We are cooking with gas while they are cooking with a candle! The way a product is implemented internally is very different than the way it’s implemented by real customers. The main difference is that while internally we have an army of product experts, a real customer will typically have a smaller implementation team with much less experience with our product. The fact that we managed to achieve high adoption and engagement with the product internally, doesn’t mean we can expect the same great outcome when the implementation is done by a real customer.

The Ugly:

Finally, there are the big mistakes we might do when dogfooding our own product. When any of these happens, we are probably on the wrong path and that’s when we must stop and rethink the whole dogfooding idea.

1. Size Matters

Super Size Me! Things that work smoothly in our small/medium company might not work at all in a large enterprise. it simply works differently there. From the initial deployment (especially if our product has technical pre-requisites or integrations with other systems) to onboarding users and granting them permissions (based on strict per department policies), and all the way to how the product is actually being used. Don’t be surprised if a process that was completed internally in few hours, requires multiple approvals and takes few months and in a large company.

2. Forgetting Why

Choose your battles! Dogfooding goes sideways when we are doing it for the wrong reasons or even worse when there is no alignment in the company for why we are doing it. The most natural misalignment is when the IT department is pushing to implement the product in a way that will generate the most value for employees, while the product and R&D departments are pushing toward implementation that is more aligned with what real customers (in many cases a different type of companies) would use the product for. They will also push for using the new shiny product features that might not be fully ready for prime-time usage, which again is in conflict with giving internal users the best service and product experience.

3. Getting Addicted

Bad habits are easy to develop and hard to live with! Be aware of the addictive nature of dogfooding. I have seen cases where we started doing it as yet another mechanism to collect feedback (leveraging the unique advantages) but gradually made it the sole feedback mechanism, completely giving up on product validation and real market feedback. The clear sign that you are getting addicted is that your “go-live” plan for new features involves an “internal release” immediately followed by general availability, skipping important phases like a beta or an early adopters program. This means that all the early feedback you have is based on internal users, which might result in bad decisions like wrong MVP scope, wrong quality standards, wrong perception about feature complexity, and many more. We must always remember that our data-driven product roadmap is only as good as the data we feed it.

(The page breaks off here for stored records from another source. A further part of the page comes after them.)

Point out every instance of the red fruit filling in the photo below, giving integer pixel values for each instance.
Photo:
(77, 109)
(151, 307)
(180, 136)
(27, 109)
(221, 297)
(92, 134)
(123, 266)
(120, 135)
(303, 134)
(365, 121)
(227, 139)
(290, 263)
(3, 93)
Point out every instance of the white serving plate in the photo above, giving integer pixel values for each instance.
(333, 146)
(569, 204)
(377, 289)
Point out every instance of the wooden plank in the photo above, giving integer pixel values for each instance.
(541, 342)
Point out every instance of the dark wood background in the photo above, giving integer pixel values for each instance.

“The problem is when that fun stuff becomes the habit. And I think that’s what’s happened in our culture. Fast food has become the everyday meal.” (Michelle Obama)

Conclusion:

When we are dead hungry or just need some comfort, a nice burger with a pile of french fries is completely OK. It’s fast and easy and it won’t kill us. But let’s not confuse it with a real meal which is what our body needs in order to be strong and healthy.

The same applies to having the employees of our company use the product we are building. We will definitely get a sugar pump in the form of direct feedback and some quick usage trends to play with. But let’s not confuse it with user research and market validation done on real customers which is what our product needs in order to be strong and healthy! Thanks for reading.